Elevated location and scale values at high-count sites are particularly hazardous, as they increase the expected probability of a large earthquake (Konishi, 2025d). This phenomenon was observed prior to the 2011 Tohoku earthquake (
Figure 4) and the 2024 Noto earthquake (
Figure 5). When anomalies are detected, verification using the classification system employed by the Japan Meteorological Agency is advisable. The simplest method is to compare magnitude data from these locations with others using QQ plots ) (Konishi, 2025a) (
Figure 2C,
Figure S1AB,
7C). Such verification is crucial, as anomalies may provide the basis for earthquake prediction. Many JMA classifications cover smaller areas than the grid used here, so anomalies are expected to appear more sharply defined; surrounding areas should also be examined, as responsibility for issuing instructions to residents lies with local authorities.
Immediately prior to the M9 Tohoku earthquake, a precursor swarm with an extremely high location was observed (JMA, 2011; Konishi, 2025d). The recent earthquake off Iwate Prefecture may correspond to this (
Figure 7D). Between 1 and 8 November, counts in this grid increased sharply, with large magnitudes and extremely low P-values. Thus, when a sudden increase in counts is accompanied by elevated location or scale values, the situation should be judged hazardous. For example, the geometric mean of daily counts from 3–8 November was 35, with a z-score exceeding 3 (compared with ~0.5 prior to 1 November). The sudden emergence of such values in a grid of this size warrants vigilance.
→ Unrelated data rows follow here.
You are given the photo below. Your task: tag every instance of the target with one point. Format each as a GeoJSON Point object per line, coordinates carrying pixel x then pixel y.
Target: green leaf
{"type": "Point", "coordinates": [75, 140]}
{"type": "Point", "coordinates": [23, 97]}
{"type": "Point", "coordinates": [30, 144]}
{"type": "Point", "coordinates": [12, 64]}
At present, the Iwate earthquake appears to be decaying, accompanied by numerous aftershocks (
Figure 7D and
Figure S6B) (Utsu et al., 1995). Whether convergence will occur remains unclear until further data are available. Due to these aftershocks, both magnitude and counts remain high, and the anomaly persists. Should scale increase, the hazard would be considerable.
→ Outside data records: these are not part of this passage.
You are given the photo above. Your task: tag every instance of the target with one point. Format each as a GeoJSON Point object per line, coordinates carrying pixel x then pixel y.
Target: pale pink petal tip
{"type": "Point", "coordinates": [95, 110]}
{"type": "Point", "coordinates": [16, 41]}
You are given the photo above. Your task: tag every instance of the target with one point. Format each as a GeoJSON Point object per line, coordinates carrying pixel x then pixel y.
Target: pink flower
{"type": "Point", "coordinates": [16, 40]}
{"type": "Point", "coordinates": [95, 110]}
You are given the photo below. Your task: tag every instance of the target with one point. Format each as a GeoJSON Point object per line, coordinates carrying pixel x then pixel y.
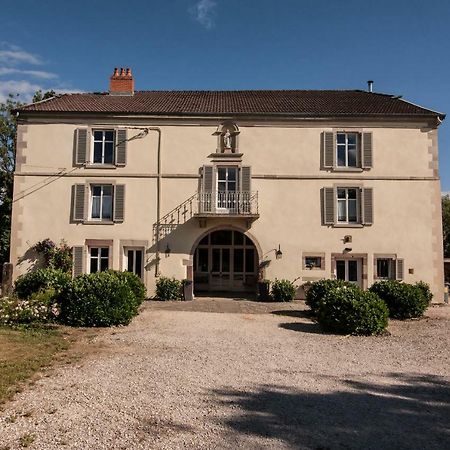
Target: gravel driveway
{"type": "Point", "coordinates": [187, 375]}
To date, only large earthquakes accompanied by swarm activity have been investigated, resulting in high counts (Konishi, 2025d). Focusing on such events may be advisable. The R code includes a presentation option limiting plots to grids with counts >100 (
Figures S5, 7C). Scale can pose problems both when high and when low, and different colour charts are used to enhance readability (
Figures S4CD).
This method can be implemented automatically. Provided conditions are set appropriately for the region, R performs calculations efficiently, requiring little computation time. For Japan, this approach is sufficient. However, results are not always conclusive. For example, the 2018 Eastern Iburi earthquake (M6.7) was not predicted. An anomaly (Konishi, 2025d) that might have been detected by combining several regions into a single QQ plot was obscured. Using a 4° interval instead of 1° revealed the anomaly, but the grid became too coarse, covering most of Hokkaido and hindering site identification. Similarly, the 2021 Fukushima earthquake could not have been predicted without monthly rather than annual data. Anomalies are likely easier to detect during swarm activity (Konishi, 2025d). Attempts to shorten the period in Iburi resulted in insufficient data, highlighting a trade-off between simplicity and sensitivity.
Apart from the recent Iwate event, no evidence has been found of the high-magnitude precursor swarms observed immediately before the Thoku mainshock (JMA, 2011; Konishi, 2025d). In most cases, the period preceding the mainshock was quiet (Konishi, 2025d). Consequently, even if anomalies are detected, the timing of the mainshock cannot generally be determined. Several methods have been proposed to predict the timing of major earthquakes (Nagao et al., 2014; Tanaka et al., 2004; Varotsos et al., 2024a; Varotsos et al., 2024b). However, given Japan’s high frequency of large earthquakes, it is difficult to distinguish whether such findings are coincidental or represent underlying phenomena. Their validity does not yet appear established (JMA, 2024a). Nevertheless, should reliable timing determination become possible, it would greatly enhance practical utility.